I have been observing really slow start up times for restoring snapshots in elasticsearch. I am using graphana as a tool to monitor the cluster. As you can see the snapshot was started around 17:15 and only saw significant network usage about 3 hours later.
Is this normal? how does the restore process work and why does it not start immediately ?
It is worth mentioning that this snapshot did not successfully finish (reasons unknown), but similar behaviour have been observed with previous snapshots.

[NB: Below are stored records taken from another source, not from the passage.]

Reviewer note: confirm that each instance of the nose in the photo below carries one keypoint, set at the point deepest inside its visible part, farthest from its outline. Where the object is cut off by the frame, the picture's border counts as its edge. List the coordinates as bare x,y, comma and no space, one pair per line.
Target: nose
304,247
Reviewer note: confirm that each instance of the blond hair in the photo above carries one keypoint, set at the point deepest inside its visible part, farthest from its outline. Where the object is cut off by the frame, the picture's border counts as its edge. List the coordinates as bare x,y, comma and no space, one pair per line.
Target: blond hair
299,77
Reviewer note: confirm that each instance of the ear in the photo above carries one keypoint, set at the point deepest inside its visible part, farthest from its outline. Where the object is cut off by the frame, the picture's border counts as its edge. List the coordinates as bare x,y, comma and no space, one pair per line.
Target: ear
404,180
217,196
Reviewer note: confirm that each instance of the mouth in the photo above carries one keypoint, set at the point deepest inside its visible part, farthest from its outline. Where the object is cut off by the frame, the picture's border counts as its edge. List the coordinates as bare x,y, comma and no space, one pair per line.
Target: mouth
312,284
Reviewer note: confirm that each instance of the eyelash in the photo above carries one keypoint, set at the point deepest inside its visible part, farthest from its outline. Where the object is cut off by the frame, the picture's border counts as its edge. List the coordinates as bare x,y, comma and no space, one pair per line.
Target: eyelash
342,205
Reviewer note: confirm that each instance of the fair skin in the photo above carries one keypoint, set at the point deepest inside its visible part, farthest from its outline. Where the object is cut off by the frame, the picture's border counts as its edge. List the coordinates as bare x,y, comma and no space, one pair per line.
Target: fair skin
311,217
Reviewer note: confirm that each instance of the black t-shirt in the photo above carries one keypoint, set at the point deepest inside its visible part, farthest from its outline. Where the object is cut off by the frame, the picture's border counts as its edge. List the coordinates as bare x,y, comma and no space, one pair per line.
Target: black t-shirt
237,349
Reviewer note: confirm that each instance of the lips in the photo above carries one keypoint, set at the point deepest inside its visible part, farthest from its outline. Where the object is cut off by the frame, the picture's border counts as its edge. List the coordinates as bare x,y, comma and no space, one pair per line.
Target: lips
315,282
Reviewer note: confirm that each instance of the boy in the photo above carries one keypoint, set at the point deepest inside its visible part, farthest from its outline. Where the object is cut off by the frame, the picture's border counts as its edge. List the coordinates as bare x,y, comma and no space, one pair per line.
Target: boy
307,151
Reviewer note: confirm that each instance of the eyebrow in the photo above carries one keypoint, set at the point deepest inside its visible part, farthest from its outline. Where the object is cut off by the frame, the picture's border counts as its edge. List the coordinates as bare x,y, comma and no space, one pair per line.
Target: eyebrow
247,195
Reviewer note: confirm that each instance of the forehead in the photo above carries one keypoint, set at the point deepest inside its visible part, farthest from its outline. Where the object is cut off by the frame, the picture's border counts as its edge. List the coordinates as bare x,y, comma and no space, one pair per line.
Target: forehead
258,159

I am restoring one index with 13.2G documents with 470 shards, about 25T of data, restoring 1 replica and adding 1 replica in the restore process. I'm looking at accelerating as there is a huge 3 hour lag before it actually starts and it only goes up to 20Mb/s which is slow considering all these services are being hosted in GCP so we should be able to getting higher internal bandwidth speeds. In an attempt to speed up the process I have made the following changes:
{
"persistent": {
"indices.recovery.max_bytes_per_sec": "250mb",
"indices.recovery.max_concurrent_file_chunks": 5,
"indices.recovery.concurrent_streams": 10,
"cluster.routing.allocation.node_concurrent_recoveries": 10,
"cluster.routing.allocation.node_initial_primaries_recoveries": 20
}
}
Any recommendations or rules of thumb to these settings would be appreciated.
Thank you in advance.
EDIT:
There doesn't seem to be any pending tasks when I get _cluster/pending_tasks
{
"tasks": []
}
and cluster health :
{
"cluster_name": "elasticsearch",
"status": "red",
"timed_out": false,
"number_of_nodes": 7,
"number_of_data_nodes": 7,
"active_primary_shards": 5,
"active_shards": 10,
"relocating_shards": 0,
"initializing_shards": 140,
"unassigned_shards": 1270,
"delayed_unassigned_shards": 0,
"number_of_pending_tasks": 0,
"number_of_in_flight_fetch": 0,
"task_max_waiting_in_queue_millis": 0,
"active_shards_percent_as_number": 0.7042253521126761
}
the network bandwith continues at only a few Kb/s:
Operation/s:
CPU usage:
Document Count and Indexing Rate:
It's seems to be writing docs but at really slow pace. I suspect this will speed up soon, but this stage is very slow.